Former inmate tells of life inside Clinton Correctional Facility

Now that the search for two escaped killers in New York has ended, the search for answers is intensifying.

A dozen more employees at Clinton Correctional facility in Upstate New York have been put on administrative leave.  That includes the prison's superintendent and his deputy in charge of security.

Inmates Richard Matt and David Sweat escaped from the facility June 6. Matt was later killed; Sweat was shot and captured.

We caught up with a man who knows firsthand what it's like to be locked up. Lou Ferrante served time in the Clinton Correctional Facility. He shared his insight on just how an escape like that can happen.

"Career criminal," Ferrante said. "Every dollar I ever had in my hand came from crime. All I ever knew, was criminal activity from when I was 13 years old until I went to prison at age 25."

Ferrante is no longer who he was. For this former mobster, the path to redemption included time in federal and state prisons, including the Clinton Correctional Facility.

"We referred to it as 'Little Siberia,'" Ferrante said of Clinton Correctional. "The snow around there just made everything look so deserted and disgusting and depressing to me."

It's maximum security, housing some of the most dangerous. Drugs, killings, hopelessness- it's all inside.

"The guy, Matt- he killed somebody in a brutal way and chopped him up," Ferrante said. "You're living with that guy.
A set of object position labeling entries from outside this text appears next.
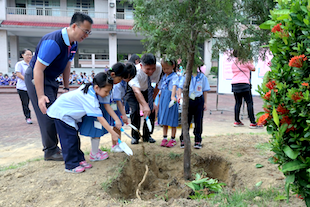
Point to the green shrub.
(214, 70)
(285, 91)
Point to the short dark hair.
(133, 58)
(101, 79)
(131, 69)
(235, 53)
(79, 18)
(148, 59)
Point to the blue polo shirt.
(54, 51)
(198, 84)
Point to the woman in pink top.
(242, 89)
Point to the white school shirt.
(198, 84)
(119, 91)
(167, 82)
(72, 106)
(21, 67)
(141, 79)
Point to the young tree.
(175, 28)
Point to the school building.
(24, 22)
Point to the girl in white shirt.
(69, 109)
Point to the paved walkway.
(20, 141)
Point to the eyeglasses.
(85, 31)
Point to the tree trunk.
(185, 124)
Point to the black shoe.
(134, 141)
(55, 157)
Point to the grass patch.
(174, 156)
(258, 197)
(263, 147)
(118, 169)
(18, 165)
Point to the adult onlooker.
(6, 80)
(20, 69)
(241, 87)
(53, 57)
(135, 59)
(141, 92)
(1, 78)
You really hope he never thinks you stole his apple or something out of his locker."

So, how could Richard Matt and David Sweat escape? Behind bars, manipulation is the name of the game.

"When you're a convict, your job is to figure out how to corrupt somebody and that's how I was before I changed. How can I get something here that someone else can't get?" he said.
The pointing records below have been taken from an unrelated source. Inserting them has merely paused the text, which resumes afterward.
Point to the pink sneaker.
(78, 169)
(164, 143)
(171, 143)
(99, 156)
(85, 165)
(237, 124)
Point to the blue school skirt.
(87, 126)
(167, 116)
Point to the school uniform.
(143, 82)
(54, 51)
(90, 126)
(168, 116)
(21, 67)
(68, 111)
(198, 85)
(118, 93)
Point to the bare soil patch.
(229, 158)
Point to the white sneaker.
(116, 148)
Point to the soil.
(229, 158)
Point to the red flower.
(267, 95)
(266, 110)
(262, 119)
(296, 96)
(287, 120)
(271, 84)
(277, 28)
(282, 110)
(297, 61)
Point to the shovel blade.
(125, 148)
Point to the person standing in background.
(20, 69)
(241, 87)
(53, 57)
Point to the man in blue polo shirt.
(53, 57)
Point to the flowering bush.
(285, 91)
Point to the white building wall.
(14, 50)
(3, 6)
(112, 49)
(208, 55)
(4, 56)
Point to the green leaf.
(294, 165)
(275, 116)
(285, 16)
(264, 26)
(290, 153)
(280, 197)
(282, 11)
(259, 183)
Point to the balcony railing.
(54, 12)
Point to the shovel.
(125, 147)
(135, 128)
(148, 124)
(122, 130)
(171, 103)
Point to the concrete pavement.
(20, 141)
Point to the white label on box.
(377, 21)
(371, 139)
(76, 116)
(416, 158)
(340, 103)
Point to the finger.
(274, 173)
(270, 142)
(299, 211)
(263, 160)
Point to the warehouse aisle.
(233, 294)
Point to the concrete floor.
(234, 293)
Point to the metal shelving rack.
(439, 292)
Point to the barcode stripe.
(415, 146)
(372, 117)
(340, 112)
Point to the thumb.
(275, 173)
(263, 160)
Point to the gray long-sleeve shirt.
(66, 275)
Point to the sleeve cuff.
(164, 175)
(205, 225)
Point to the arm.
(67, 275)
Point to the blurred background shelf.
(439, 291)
The target in the escape case? Prison seamstress Joyce Mitchell. Investigators say she smuggled meat containing tools, helping the men break free.
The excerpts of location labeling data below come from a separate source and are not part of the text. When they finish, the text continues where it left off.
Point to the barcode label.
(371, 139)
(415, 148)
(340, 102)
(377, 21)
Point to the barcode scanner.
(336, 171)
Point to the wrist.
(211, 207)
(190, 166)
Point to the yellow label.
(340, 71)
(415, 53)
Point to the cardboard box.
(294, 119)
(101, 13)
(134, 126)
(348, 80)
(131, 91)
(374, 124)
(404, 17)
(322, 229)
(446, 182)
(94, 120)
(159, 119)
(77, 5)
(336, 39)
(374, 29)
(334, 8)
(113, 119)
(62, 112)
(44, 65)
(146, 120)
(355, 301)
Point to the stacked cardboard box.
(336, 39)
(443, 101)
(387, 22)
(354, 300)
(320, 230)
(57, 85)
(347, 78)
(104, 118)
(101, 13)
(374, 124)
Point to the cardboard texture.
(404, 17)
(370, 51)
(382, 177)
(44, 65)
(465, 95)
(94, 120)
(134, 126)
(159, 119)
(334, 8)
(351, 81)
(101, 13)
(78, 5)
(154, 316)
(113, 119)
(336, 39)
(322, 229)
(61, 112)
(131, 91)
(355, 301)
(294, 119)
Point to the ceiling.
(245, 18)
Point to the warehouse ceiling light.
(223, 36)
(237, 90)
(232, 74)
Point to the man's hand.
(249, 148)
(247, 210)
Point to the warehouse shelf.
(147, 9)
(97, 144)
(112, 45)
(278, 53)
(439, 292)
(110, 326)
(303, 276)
"If she gave the slightest inclination she was lonely or discontent at home, one of those guys is going to hone in on that and he will work that every day," Ferrante continued.

Staff must balance being kind for their own safety, without being too kind. In this case, he says, Mitchell fell for it.

"People are people and you can never remove that from the equation," Ferrante said.

As for Ferrante, he escaped prison, too. He did it by reading for 18 hours a day, successfully overturning his conviction and becoming an internationally best-selling author, speaker, and TV host.

"I feel bad still, obviously, for anybody who was a victim for any crime I committed," Ferrante added. "Any way I go about my life is just pay it forward."